Bond-impurity induced bound states in disordered spin-1/2 ladders

TL;DR

This paper investigates how weak bond-disorder in two-leg spin ladders creates bound states within the spin gap, using analytical and numerical methods to analyze impurity effects on triplet excitations.

Contribution

It provides a combined analytical and numerical study of impurity-induced bound states in disordered spin ladders, including effects of small impurity clusters.

Findings

Bound states appear in the spin gap due to bond-disorder.

Numerical diagonalization confirms analytical predictions.

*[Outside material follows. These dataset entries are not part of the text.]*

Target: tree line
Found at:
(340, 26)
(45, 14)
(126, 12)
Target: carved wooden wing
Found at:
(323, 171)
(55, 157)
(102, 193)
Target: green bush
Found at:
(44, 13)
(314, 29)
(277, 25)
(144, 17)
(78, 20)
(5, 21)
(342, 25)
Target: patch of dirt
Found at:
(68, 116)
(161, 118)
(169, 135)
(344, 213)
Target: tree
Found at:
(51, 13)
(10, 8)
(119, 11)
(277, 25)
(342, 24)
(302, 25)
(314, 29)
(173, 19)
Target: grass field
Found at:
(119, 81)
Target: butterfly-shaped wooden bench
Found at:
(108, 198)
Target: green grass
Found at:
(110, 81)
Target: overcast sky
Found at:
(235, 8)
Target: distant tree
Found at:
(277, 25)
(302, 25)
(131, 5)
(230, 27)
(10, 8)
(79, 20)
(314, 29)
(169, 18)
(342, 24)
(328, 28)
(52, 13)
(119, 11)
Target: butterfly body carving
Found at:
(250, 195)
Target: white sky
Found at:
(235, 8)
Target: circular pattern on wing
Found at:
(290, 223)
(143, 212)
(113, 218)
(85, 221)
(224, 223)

Impurity clusters significantly affect the density of states.

Abstract

We discuss the effect of weak bond-disorder in two-leg spin ladders on the dispersion relation of the elementary triplet excitations with a particular focus on the appearance of bound states in the spin gap. Both the cases of modified exchange couplings on the rungs and the legs of the ladder are analyzed. Based on a projection on the single-triplet subspace, the single-impurity and small cluster problems are treated analytically in the strong-coupling limit. Numerically, we study the problem of a single impurity in a spin ladder by exact diagonalization to obtain the low-lying excitations. At finite concentrations and to leading order in the inter-rung coupling, we compare the spectra obtained from numerical diagonalization of large systems within the single-triplet subspace with the results of diagrammatic techniques, namely low-concentration and coherent-potential approximations. The contribution of small impurity clusters to the density of states is also discussed.